2Sur la responsabilité de parrain d'une personne transsexuelle
Pour ce qui est des personnes transsexuelles souhaitant devenir parrain ou marraine de baptême, ou témoin de mariage, le Dicastère pour la doctrine de la foi estime cette opportunité acceptable. Toutefois, rappelle Mgr Bordeyne, cet avis n'est pas sans nuance ni limite. "Comme cette tâche ne constitue pas un droit, la prudence pastorale exige qu’elle ne soit pas autorisée s’il existe un risque de scandale, de légitimation indue ou de désorientation dans la sphère éducative de la communauté ecclésiale", relève-t-il. Un principe de "prudence pastorale" est proposé concernant la fonction de parrain ou marraine de baptême confiée à des personnes homosexuelles vivant en couple.
"Le texte invite à écarter spécifiquement celles qui militeraient ouvertement pour l’assimilation de leur union au mariage, mais il ne ferme pas la porte pour les autres", explique Mgr Bordeyne. "C’est le même principe que dans une récente instruction sur la bénédiction des personnes homosexuelles : éviter toute confusion ou assimilation au mariage", précise encore le prêtre français, faisant allusion à la réponse du pape François aux “dubia” de cinq cardinaux conservateurs, publiée début octobre, avant l’ouverture de l’assemblée synodale.
Par ailleurs, la note de la DDF "rappelle qu’il vaut mieux recourir à la fonction de témoin au baptême quand les doutes sont avérés sur la capacité du parrain à transmettre la foi", détaille Mgr Bordeyne. Dans ce cas, il faudra prendre en compte "la possibilité qu’une autre personne du cercle familial puisse se faire garante de la correcte transmission de la foi catholique au baptisé".
4Sur le baptême d'enfants nés d'une GPA
Dans sa note, le dicastère pour la Doctrine de la foi explique que les enfants et adolescents qui ont entamé ou achevé une transition de sexe pourront recevoir le baptême "s’ils sont bien préparés et disposés". Les enfants nés d'une gestation pour autrui le peuvent tout autant, de même que ceux adoptés par un couple homosexuel. Il doit cependant "y avoir l’espérance fondée qu’il sera éduqué dans la religion catholique". L’idée sous-jacente reste de ne pas priver de la grâce du baptême ces enfants, pris dans des situations dont ils ne sont aucunement responsables, et d’inviter leurs parents à un parcours de conversion, relève Mgr Bordeyne.

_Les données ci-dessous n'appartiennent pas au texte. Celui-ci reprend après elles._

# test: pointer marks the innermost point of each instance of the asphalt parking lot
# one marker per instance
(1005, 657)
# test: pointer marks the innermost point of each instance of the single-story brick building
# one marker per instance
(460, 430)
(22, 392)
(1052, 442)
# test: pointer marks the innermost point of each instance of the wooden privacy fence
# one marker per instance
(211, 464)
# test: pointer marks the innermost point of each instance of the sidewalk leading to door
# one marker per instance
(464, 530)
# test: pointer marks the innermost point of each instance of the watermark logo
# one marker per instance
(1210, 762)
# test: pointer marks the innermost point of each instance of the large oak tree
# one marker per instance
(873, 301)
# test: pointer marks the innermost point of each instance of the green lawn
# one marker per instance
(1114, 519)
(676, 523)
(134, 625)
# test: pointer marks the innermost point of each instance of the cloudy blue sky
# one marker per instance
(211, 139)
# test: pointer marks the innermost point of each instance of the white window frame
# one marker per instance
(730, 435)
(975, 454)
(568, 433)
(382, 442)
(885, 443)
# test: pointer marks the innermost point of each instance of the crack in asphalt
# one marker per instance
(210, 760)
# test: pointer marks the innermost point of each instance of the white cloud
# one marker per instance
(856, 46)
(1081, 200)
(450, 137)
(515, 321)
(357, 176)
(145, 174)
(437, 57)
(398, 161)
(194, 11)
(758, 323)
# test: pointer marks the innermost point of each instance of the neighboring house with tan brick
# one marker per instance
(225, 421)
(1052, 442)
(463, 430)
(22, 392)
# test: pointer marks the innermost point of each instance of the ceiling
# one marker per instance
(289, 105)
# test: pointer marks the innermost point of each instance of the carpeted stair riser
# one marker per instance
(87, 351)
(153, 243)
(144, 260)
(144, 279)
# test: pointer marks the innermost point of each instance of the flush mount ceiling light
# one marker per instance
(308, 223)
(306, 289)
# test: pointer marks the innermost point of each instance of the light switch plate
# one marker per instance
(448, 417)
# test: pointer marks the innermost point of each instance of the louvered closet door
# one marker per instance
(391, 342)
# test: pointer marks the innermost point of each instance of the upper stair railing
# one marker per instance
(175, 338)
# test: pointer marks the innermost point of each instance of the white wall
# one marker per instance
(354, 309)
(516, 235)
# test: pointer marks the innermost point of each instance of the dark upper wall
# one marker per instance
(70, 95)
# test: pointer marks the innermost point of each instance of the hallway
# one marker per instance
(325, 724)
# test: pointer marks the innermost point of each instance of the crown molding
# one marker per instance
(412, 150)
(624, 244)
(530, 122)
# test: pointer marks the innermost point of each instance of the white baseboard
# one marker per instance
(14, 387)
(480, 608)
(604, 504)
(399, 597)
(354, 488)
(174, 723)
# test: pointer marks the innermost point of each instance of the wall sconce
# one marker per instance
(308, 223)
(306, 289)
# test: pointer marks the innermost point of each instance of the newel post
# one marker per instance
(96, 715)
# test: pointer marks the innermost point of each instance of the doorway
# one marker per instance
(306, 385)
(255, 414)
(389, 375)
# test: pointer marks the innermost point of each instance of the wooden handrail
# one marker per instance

5Sur la possibilité d'une personne transsexuelle ou homosexuelle d'être témoin de mariage
La note publiée par le dicastère indique que rien dans la législation canonique universelle n’empêche a priori une personne transsexuelle et-ou homosexuelle d’être témoin d’un mariage.
Pour Mgr Bordeyne, la réponse du Vatican à l'ensemble de ces questionnements "utilise des raisonnements très classiques (scolastiques)", tout en les appliquant à des cas nouveaux. "L’Église n’a cessé de faire ainsi pour répondre à des questions nouvelles, qu’on ne pouvait pas se poser auparavant."